Incorporating drivers of reproductive success improves population viability analysis

Abstract

AbstractPopulation viability analysis (PVA) utilizes simulation models to project the genetic and demographic trajectories of populations over time. One benefit to using PVA to assist in ex situ population planning is the ability to compare outcomes from multiple management scenarios. Reproductive viability analysis (RVA), used to identify biological and reproductive characteristics of animals in breeding pairs that correlate with successful reproduction, is also beneficial, informing population managers on best practices for population planning. Our objectives were to: (1) compare genetic and demographic predictions for the managed North American ex situ fennec fox population from two PVA programs: Vortex and ZooRisk; (2) show how RVA results can be incorporated into PVAs in Vortex and how that affects PVA projections; and (3) perform a sensitivity analysis to investigate how uncertainty in the influence of factors on the reproductive success of fennec fox pairs affects variation in population projections. In this study, the relative and average genetic and demographic predictions were generally the same across both software programs when given similar inputs. The inclusion of factors that influence breeding success (RVA) in the PVA models resulted in a lower probability of extinction, less inbreeding accumulation, and slower loss of genetic diversity, due to an overall higher rate of reproductive success.
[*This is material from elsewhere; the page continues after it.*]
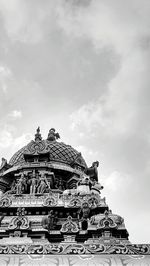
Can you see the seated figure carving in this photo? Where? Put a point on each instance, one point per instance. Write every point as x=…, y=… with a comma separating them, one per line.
x=43, y=184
The uncertainty in the negative effects of increasing female and male age, and the positive effect of female parity on reproductive success had the greatest effect on projected genetic diversity and inbreeding. Our study demonstrates that Vortex is capable of projecting the viability of ex situ populations with flexibility, and has the ability to incorporate complexity and uncertainty into population parameters. It also reveals that adjusting ex situ population management, more specifically the consideration of factors affecting reproductive success to create breeding pairs with a higher probability of success, will improve population sustainability.